Ich passiere die Auberge Marcairie du Frankenthal unterhalb des Col du Falimont und erreiche den Wintersportort Gaschney, der jetzt im Mai bei meinem Eintreffen nur von ein paar Mountainbikern frequentiert wird. Von hier aus geht es kontinuierlich bergab, denn mein Etappenziel liegt gerade mal noch auf 522 m ü. M. Der hinter Gaschney abgehende Wanderweg ist leider gesperrt, so dass ich zunächst einen Umweg auf der serpentinenartig verlaufenden Straße in Kauf nehmen muss. Diese ist zwar nicht sonderlich frequentiert, aber besonders erbaulich ist es trotzdem nicht und so bin ich froh, als ich wieder auf den parallel zur Straße verlaufenden Wanderweg treffe, der mich zur Ferme Auberge du Braunkopf führt.
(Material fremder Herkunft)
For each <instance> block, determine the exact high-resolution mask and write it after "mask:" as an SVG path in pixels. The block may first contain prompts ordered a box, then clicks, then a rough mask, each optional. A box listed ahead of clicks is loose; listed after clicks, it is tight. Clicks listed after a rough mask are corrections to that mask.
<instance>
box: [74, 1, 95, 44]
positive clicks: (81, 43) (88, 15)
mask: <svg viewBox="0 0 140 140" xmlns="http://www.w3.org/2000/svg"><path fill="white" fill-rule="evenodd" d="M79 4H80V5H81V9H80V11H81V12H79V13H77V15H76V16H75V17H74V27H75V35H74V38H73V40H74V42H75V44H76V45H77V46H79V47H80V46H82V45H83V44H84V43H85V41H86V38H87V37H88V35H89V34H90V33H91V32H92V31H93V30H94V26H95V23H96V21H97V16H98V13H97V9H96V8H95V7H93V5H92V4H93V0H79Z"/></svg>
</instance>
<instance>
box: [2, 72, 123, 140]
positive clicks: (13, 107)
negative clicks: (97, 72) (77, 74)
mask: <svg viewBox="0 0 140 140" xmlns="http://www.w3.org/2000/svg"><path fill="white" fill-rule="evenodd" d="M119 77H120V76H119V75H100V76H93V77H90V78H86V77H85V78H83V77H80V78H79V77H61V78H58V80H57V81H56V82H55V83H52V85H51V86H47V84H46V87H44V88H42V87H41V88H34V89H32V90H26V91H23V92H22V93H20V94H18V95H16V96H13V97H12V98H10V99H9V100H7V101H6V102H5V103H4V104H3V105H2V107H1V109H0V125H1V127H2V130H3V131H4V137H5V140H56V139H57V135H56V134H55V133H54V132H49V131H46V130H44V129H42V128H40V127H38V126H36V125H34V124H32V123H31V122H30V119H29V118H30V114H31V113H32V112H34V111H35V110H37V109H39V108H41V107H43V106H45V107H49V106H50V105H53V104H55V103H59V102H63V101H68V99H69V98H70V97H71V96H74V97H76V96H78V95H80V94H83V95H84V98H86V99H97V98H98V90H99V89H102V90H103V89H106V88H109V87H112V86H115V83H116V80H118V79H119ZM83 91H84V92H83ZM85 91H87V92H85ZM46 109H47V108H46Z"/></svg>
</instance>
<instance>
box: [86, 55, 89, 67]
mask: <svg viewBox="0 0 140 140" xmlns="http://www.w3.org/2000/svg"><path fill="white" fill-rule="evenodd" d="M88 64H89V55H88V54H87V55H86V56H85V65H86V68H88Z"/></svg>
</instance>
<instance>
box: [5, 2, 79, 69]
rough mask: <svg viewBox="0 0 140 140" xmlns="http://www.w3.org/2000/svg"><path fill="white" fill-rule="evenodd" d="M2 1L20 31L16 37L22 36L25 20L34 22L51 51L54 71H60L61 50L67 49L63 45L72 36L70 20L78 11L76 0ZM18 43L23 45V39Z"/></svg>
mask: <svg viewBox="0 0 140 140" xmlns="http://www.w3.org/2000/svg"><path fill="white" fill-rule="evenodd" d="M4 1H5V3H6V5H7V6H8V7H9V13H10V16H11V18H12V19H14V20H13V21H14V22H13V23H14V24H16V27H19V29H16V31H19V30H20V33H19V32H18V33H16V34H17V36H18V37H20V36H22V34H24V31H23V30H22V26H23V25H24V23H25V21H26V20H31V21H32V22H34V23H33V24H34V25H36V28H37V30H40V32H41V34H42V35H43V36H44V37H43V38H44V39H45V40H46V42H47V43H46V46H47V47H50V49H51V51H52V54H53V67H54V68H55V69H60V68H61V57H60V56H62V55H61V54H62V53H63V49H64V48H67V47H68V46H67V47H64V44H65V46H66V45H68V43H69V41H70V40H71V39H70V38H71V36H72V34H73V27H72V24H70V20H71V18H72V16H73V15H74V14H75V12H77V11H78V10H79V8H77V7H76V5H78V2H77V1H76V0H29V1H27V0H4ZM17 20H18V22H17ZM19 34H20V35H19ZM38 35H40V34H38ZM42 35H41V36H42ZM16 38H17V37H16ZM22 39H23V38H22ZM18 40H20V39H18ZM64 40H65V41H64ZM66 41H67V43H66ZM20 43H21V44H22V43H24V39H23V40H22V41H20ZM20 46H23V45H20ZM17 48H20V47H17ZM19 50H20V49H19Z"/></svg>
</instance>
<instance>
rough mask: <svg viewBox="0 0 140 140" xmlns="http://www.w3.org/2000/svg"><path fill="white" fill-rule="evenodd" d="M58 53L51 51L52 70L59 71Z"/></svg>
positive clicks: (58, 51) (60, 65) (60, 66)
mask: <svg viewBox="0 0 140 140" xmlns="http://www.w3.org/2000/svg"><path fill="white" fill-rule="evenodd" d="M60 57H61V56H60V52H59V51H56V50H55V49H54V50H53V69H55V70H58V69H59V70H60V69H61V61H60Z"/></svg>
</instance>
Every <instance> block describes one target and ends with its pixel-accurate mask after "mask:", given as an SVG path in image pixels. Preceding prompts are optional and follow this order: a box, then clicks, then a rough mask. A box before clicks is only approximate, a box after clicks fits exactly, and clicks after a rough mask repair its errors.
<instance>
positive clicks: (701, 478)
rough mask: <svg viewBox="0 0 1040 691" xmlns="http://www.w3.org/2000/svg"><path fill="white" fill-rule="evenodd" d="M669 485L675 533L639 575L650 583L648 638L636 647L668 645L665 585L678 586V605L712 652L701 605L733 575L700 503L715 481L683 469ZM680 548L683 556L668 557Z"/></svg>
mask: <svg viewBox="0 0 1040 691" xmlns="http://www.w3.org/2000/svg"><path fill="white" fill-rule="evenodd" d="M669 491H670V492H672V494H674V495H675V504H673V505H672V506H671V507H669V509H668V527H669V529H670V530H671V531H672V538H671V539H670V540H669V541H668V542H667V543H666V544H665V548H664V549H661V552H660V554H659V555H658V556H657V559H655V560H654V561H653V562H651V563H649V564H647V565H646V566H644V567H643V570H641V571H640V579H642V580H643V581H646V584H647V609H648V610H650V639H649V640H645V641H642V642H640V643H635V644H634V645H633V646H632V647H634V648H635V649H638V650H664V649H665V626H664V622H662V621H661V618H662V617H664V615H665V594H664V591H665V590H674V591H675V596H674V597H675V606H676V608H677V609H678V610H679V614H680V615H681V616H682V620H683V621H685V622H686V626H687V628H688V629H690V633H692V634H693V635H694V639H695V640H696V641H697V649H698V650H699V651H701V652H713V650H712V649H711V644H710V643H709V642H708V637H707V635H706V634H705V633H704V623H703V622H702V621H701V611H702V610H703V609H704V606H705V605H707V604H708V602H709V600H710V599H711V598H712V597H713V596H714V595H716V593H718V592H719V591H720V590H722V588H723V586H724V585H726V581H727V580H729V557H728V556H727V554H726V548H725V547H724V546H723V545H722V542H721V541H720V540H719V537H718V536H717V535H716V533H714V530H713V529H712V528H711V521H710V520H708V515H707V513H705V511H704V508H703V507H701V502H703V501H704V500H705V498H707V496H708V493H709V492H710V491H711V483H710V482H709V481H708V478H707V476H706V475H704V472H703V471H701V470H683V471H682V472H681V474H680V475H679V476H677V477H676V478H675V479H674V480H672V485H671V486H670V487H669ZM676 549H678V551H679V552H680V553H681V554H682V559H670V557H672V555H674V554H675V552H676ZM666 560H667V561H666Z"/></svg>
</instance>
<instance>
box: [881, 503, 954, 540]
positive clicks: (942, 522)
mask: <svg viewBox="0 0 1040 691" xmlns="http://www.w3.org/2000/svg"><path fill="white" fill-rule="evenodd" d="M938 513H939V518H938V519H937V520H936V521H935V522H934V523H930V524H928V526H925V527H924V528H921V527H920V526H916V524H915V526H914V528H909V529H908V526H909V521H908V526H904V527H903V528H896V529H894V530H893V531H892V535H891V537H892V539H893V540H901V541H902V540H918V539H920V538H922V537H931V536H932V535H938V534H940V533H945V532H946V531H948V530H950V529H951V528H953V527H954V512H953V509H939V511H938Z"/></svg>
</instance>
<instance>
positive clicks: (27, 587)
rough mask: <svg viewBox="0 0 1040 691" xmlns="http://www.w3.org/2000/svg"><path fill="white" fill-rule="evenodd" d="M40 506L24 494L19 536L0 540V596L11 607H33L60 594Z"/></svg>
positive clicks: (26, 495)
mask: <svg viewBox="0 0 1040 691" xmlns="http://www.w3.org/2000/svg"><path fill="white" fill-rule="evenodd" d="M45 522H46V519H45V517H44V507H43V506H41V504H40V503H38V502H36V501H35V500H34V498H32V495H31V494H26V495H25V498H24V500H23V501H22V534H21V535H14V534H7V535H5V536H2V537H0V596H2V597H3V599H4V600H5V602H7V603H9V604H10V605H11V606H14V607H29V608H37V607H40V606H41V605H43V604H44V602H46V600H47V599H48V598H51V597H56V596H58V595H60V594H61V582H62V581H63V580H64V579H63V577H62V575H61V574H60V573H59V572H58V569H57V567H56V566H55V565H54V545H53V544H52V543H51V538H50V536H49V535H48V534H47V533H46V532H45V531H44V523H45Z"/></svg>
Nachdem ich seit den frühen Morgenstunden gewandert bin hege ich die Hoffnung auf eine Stärkung in der Herberge, werde aber erneut enttäuscht – auch hier hat die Küche bereits geschlossen und man kann mir höchstens einen Heidelbeerkuchen anbieten. Das selbstgemachte Fruchtsorbet, das ich dazu bestelle entschädigt ein wenig, aber so langsam frage ich mich schon, ob ich es auf meiner Vogesentour noch einmal schaffen werde, unterwegs etwas zu Essen zu bekommen – es bleibt spannend. Wenig später gehe ich die letzten Meter bergab zu meiner Unterkunft in Muhlbach-sur-Munster. Nach dem üblichen Programm mit Duschen, Lesen und Ausruhen besuche ich am Abend das hoteleigene Restaurant La Châtaigneraie, wo ich mir in meiner praktischen Funktionskleidung im Vergleich zu den anderen Restaurantbesuchern schon ein wenig „underdresed“ vorkomme, aber nachdem sich niemand daran zu stören scheint ist es mir schließlich auch egal und ich genieße nach der erneut entgangenen Mahlzeit in der Ferme Auberge zumindest am Abend wieder ein leckeres Menü.